Once the debris is disrupted, the debris is sucked-up or vacuumed through the housing 112, into the vacuum duct 113 and into a debris container 120. The debris container 120 communicates with a bag house 121 for separating dirt and dust from the air. The bag house 121 includes one or more air filters or similar items for separating dust and fine debris from clean air. The clean air is then exhausted to the atmosphere via exhaust openings 122 in exhaust duct 109. In one embodiment, the fan 107 draws 6000 ft³ of air which suctions debris from the ground via the vacuum duct 113 and pulls clean air through said bag house 121 for exhaust to the atmosphere. Any heavy debris collects at a bottom of the debris container 120 for later removal. In one embodiment, a pair of screws or augers 123 facilitate the removal of the debris from the debris container 120.

FIGS. 4 through 6 show the vacuum pick-up device 111 with a curb and/or crack sweeper 135 in a partially extended position and fully extended position. Like the vacuum pick-up devices 111, the curb sweeper 135 may be retracted when not being used. The operator of the truck controls the position of the curb sweeper 135 via a control panel or system. A curb sweeper duct 136 extends from the curb sweeper 135 to the debris container 120. The curb sweeper 135 may use the same fan 107 which creates the suction for the vacuum devices 111 or a separate dedicated fan or vacuum system.

In one embodiment of the present invention, the truck supporting the vacuum system 100 is able to travel at 4-5 mph while cleaning a subject surface.

Although the invention has been described in detail with reference to several embodiments, additional variations and modifications exist within the scope and spirit of the invention as described and defined in the following claims.

Claims

1. A surface cleaning system comprising:

a vacuum source;

a compressor;

a debris container;

one or more vacuum pick-up devices in communication with said vacuum source;

one or more debris ducts leading from said one or more vacuum pick-up devices to said debris container;

one or more air nozzles positioned proximate said one or more vacuum pick-up devices and positioned to disrupt debris proximate the vacuum pick-up devices, said one or more air nozzles further positioned such that ejected air initially contacts a surface beneath openings of said one or more vacuum pick-up devices to disrupt debris directly beneath said openings.

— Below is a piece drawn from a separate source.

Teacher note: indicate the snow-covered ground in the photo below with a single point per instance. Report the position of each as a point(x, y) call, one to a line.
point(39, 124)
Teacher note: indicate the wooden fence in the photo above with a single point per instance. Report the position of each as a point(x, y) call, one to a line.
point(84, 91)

2. The system of claim 1 wherein the one or more vacuum pick-up devices include an elongated housing.

3. The system of claim 2 wherein said one or more air nozzles are positioned near or along a trailing edge of the housing and directed forward.

4. The system of claim 3 further comprising a flap positioned along a leading edge of the housing.

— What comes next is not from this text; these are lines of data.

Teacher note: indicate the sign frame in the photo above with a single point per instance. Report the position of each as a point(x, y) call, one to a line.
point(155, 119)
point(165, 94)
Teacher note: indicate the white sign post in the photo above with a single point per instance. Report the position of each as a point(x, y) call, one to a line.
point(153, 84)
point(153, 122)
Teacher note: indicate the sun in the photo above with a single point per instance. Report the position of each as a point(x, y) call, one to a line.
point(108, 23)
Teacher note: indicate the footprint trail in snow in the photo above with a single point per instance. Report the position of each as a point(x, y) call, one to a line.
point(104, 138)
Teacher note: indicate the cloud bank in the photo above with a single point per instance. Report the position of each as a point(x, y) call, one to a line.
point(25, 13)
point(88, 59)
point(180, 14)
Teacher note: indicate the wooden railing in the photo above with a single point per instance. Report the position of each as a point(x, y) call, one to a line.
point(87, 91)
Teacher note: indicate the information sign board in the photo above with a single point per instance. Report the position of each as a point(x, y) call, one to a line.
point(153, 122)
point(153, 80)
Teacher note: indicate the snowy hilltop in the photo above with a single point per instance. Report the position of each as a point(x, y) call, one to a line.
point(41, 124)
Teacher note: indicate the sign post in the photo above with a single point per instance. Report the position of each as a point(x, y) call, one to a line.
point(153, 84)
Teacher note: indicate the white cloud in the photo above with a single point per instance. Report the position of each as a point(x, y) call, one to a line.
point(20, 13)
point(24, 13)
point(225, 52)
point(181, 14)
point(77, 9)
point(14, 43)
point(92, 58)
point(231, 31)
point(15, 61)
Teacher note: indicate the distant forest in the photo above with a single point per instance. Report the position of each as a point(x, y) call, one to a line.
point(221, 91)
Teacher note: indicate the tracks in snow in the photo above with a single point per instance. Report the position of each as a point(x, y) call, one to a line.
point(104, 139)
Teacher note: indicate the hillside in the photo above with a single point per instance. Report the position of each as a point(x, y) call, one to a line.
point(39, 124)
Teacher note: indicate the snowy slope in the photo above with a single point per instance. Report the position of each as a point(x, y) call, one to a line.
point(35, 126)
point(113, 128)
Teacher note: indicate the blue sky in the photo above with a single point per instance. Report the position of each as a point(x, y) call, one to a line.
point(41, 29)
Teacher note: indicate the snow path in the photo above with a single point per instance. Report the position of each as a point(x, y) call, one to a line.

5. The system of claim 2 wherein said one or more air nozzles are positioned near or along a leading edge of the housing and directed rearward.

6. The system of claim 3 further comprising a flap positioned along a trailing edge of the housing.

7. The system of claim 1 wherein the debris container includes one or more air filters.

8. The system of claim 1 wherein said debris container includes one or more exhaust openings.